The State of our Roads

The State of our Roads

The state of the roads of Assam has become a cause of major concern for everyone who has to use them during the monsoon months. One gets the unmistakeable impression that the PWD and the other authorities of the Assam government responsible for the maintenance of our roads and highways are concerned only with the highways and are totally negligent of the smaller roads linking our villages. Even so, their ability to maintain even the highways are now open to question considering that during the days of very heavy rainfall even NH37 remained closed for a day or two in some parts of upper Assam. This is something that should never happen in any State. True, this year the rains have been very heavy, but this is nothing really new for Assam. Unfortunately, what should happen every year but does not is purposeful planning for the floods and the proper protection of our roads and highways. This year, the State highways are beginning to look like ordinary roads and the roads linking the villages have the distinct appearance of mud fields with huge potholes on which no vehicle can move with even a vestige of safety.

There are two facets to this total disruption of road traffic on village roads that deserve serious concern. The first is the quality of road repair and road maintenance that our contractors can get away with year after year. Even the layman can judge the quality of road repair and maintenance work for which contractors are getting paid. There is no sign of the use of stone chips, gravel and sand. It is as though the contractors engaged used only earth as building material for all village roads. Not to speak of trucks and other larger vehicles, even motor cycle riders have to get off their bikes and push them along the very muddy stretches of the village roads. The other facet of the problem is that with a great deal of unwarranted resistance to any kind of hydro-electric project for Assam, during the monsoon months the excess of water is allowed to flow freely without any hindrance all over the State.

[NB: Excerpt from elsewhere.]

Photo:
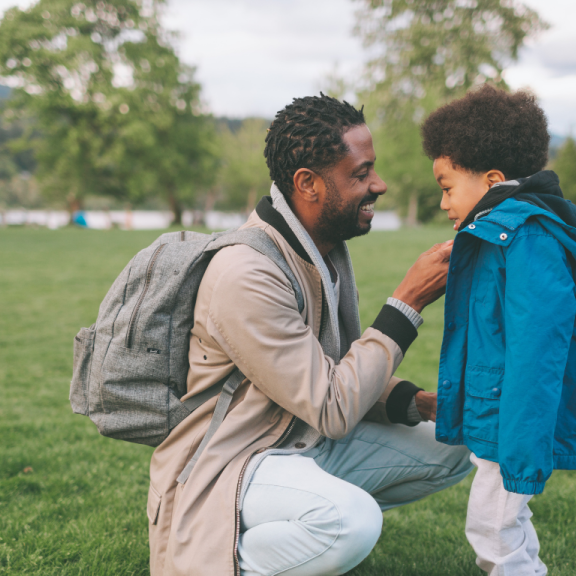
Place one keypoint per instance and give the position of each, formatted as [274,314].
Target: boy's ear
[493,177]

The requisite number of hydro-electric projects that would have required the excess water to flow in a controlled way is missing. Even a fair number of irrigation projects would have ensured greater control of the water that now flows unrestrained and with such abundance during the monsoon months. And such projects cannot be commissioned without years of careful planning to bring in the required Central grants for their implementation. None of the attributes of planned administration are in evidence. What is much in evidence is the large-scale spending of Central funds on unplanned or incompletely planned activities with very little thought for what would be of the greatest good for the greatest number.

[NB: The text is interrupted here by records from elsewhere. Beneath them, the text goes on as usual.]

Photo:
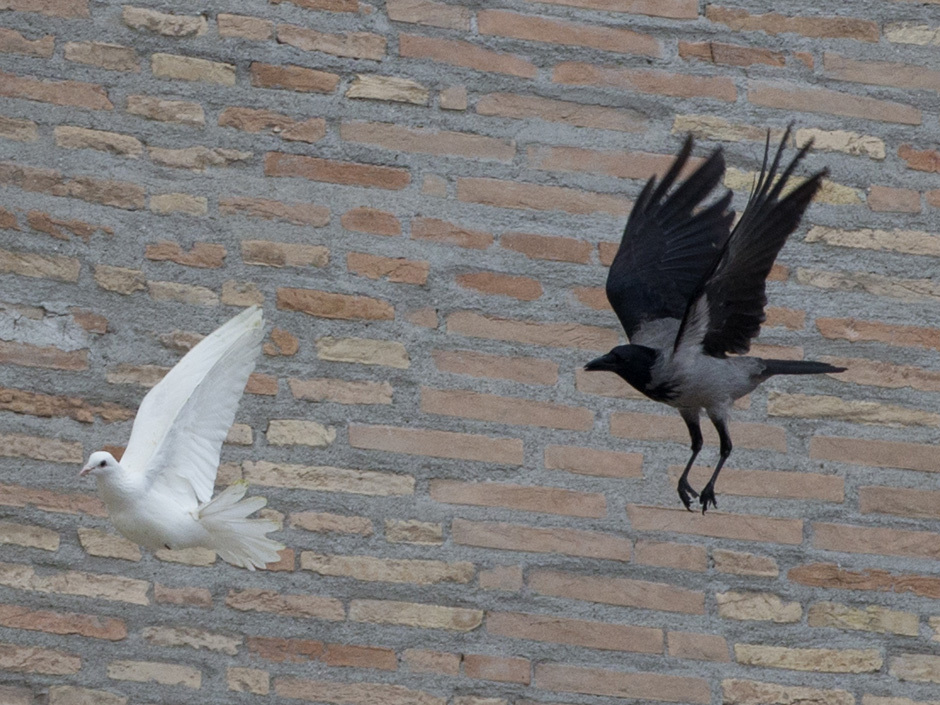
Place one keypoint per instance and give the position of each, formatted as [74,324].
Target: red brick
[730,54]
[576,632]
[12,42]
[446,233]
[655,427]
[550,247]
[70,93]
[539,29]
[619,684]
[201,254]
[460,53]
[790,96]
[560,335]
[527,370]
[679,85]
[428,141]
[515,194]
[524,107]
[624,592]
[426,12]
[516,537]
[899,501]
[873,453]
[517,287]
[394,269]
[87,625]
[829,575]
[675,9]
[507,410]
[437,444]
[372,221]
[335,172]
[590,461]
[737,527]
[328,305]
[526,498]
[774,23]
[295,213]
[52,8]
[886,542]
[497,668]
[26,355]
[354,45]
[775,484]
[293,78]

There is little room for dispute about the need for greater control over the water that now flows freely across the State during the monsoon, causing extensive damage to property and loss of lives. It is depressing to see so many rural families having to abandon their hearths and homes and live on our highways during the monsoon months year after year. This is the kind of situation that any administration worth its salt must be able to anticipate and prevent if all our talk about respect for human lives and human dignity are not to be cynically dismissed as mere politically correct verbiage adding up to nothing at all.